We have a timeout on the shell - if I leave it overnight, my login shell (and any processes that are running it it) will get killed.

Filebeat been running for hours though on multiple nodes in the foreground:
filebeat -c /etc/filebeat/filebeat.yml -e -v -d '*'

I doubt that has anything to do with it. The filebeat process started via init stops processing files immidiately after startup. It sends off a batch of logs to logstash, and then just stops seeing new log entries. Its still alive, it just isn't processing new logs. It says the file didn't change, even though it has. If I log out, and log back in - when filebeat is running in the foreground, it catches the change to /var/log/secure, but if running in the background (after that initial batch) it won't get it.

Why don't you run it as a service then?

I want to run it as a service. Maybe I'm missing the point of your comment.

I'm not sure why it stops reading files if I just start it through the init script.
/etc/init.d/filebeat start

If I run it in the background it will continue to run to infinity (and beyond):
nohup filebeat -c /etc/filebeat/filebeat.yml -e -v -d '*' &

But that isn't really ideal.

Is anyone else having this problem with filebeat on CentOS 6?

I have 40 nodes up now (running filebeat) in my OpenStack cluster - and I'm deploying filebeat using puppet, so all nodes have the same configuration. These are all compute (hypervisor) nodes, and have generally the same configuration, and they all have the same software packages installed, etc.

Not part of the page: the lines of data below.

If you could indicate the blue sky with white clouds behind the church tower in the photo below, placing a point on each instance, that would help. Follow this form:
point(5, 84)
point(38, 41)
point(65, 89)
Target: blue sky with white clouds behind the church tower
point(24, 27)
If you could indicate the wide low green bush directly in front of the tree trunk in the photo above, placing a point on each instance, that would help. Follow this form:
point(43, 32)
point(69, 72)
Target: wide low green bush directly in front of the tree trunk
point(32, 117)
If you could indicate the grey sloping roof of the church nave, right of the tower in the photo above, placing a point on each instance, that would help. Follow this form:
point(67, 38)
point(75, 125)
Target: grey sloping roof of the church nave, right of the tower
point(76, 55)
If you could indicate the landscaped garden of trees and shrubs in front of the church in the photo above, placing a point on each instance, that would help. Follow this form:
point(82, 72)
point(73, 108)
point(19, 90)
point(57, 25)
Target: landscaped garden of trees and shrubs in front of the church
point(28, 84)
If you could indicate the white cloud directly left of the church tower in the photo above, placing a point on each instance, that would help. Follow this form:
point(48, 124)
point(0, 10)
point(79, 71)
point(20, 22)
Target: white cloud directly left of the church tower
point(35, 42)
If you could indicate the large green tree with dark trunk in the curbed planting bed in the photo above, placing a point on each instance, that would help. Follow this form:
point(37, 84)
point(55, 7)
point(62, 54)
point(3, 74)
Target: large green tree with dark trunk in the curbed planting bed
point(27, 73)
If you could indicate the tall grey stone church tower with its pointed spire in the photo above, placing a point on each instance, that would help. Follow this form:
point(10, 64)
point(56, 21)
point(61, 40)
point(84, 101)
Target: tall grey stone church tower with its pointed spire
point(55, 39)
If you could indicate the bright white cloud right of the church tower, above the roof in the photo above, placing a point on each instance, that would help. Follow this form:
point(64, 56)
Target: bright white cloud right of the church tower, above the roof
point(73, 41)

Only half of the nodes continue to find and forward logs to my logstash server. This is better than I originally though, because at least some of them are forwarding logs without my having to run
nohup filebeat -c /etc/filebeat/filebeat.yml -e -v -d '*' &
on them. I originally thought that none of them would forward when started with /etc/init.d/filebeat start (started by puppet). So some do, some don't.

Really - no-one else is seeing this?

@Todd_Ruch Are the servers which get "stuck" not forwarding any logs or get stuck after some time? Perhaps you are hitting this issue here? https://github.com/elastic/beats/issues/1974 Could you try if it still happens with the most recent builds? https://beats-nightlies.s3.amazonaws.com/index.html?prefix=filebeat/

@ruflin: Thank you for the response.

They start sending when I do an /etc/init.d/filebeat restart, however immediately stop. I can see the initial 4 or 5 logs in /tmp/filebeat/filebeat (file output) after I restart, but then it goes radio silent (I'm also searching in elasticsearch/kibnana, and don't see any further logs from said host).

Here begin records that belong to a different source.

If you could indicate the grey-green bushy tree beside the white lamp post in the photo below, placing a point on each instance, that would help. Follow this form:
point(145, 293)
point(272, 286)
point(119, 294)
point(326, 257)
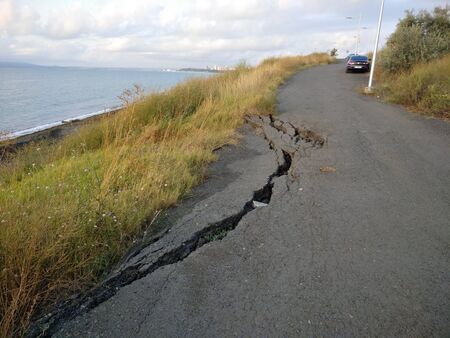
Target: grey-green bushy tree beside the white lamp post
point(420, 37)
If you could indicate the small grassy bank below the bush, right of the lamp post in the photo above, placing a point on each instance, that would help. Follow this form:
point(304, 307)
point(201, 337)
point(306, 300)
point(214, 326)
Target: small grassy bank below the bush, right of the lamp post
point(424, 89)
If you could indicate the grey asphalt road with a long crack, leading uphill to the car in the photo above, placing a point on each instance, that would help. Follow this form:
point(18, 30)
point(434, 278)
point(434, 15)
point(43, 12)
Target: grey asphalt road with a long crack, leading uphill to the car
point(359, 248)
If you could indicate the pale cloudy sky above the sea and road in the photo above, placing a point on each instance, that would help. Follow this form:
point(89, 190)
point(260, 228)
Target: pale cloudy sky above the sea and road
point(185, 33)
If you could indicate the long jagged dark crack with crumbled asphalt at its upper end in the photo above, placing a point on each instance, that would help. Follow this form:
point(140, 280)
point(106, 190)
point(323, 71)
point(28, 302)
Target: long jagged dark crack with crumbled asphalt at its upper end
point(285, 139)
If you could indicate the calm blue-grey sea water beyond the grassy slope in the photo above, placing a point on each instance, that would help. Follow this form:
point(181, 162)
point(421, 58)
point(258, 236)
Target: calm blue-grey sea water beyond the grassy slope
point(35, 96)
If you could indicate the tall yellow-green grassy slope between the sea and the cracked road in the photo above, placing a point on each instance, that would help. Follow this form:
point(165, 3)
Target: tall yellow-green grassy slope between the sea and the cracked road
point(69, 210)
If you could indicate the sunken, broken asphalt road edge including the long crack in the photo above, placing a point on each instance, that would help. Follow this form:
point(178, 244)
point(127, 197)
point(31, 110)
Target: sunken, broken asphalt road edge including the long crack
point(271, 148)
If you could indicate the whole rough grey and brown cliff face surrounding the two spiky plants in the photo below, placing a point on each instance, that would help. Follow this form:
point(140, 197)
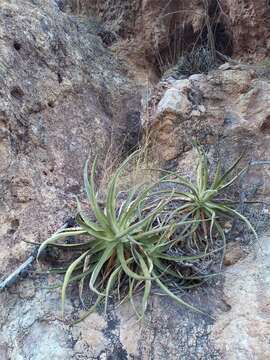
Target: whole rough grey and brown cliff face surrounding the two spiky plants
point(72, 75)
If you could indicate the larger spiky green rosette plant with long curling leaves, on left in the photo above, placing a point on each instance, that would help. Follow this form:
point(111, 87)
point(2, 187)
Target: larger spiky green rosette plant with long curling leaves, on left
point(125, 249)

I tried the most recent build as you suggested and unfortunately this issue is still occurring.

I'm still having this issue. I have verified that the env variables are the same when I'm running it via init script, or direct via binary. The only difference I can see here is the use of filebeat-god.

I have put the output of my strace's in pastebin.

Filebeat not working - run from init script:
http://pastebin.com/11nJ9kh3

Filebeat working - run from binary:
http://pastebin.com/11nJ9kh3

I'm going to attempt to look at the filebeat-god code - but if anyone speaks go, and can help with this, it would be very much appreciated.

@tudor Perhaps you have some more ideas here?

I made some changes to the init script, removing filebeat-god from the process, and just starting /usr/bin/filebeat, and this seems to have resolved the issue. Now I still have the convenience of the init script, and I can restart from Puppet after a config change, and everything works - woohoo!

I'm sure there must be a reason not to do this - I'll continue to read up on this.

start() {
echo -n $"Starting filebeat: "
test
if [ $? -ne 0 ]; then
echo "Bad config dude!"
exit 1
fi
if [ -f /var/run/filebeat.pid ] && [ $(pidof $agent) ]; then
echo "Process already running"
exit 1
else
nohup $agent $args > /dev/null 2>&1 &
fi
PID=$!
RETVAL=$?
echo $PID > $pidfile
#daemon $daemonopts $agent $args > /dev/null 2>&1 &
echo
return $RETVAL
}

This topic was automatically closed after 21 days. New replies are no longer allowed.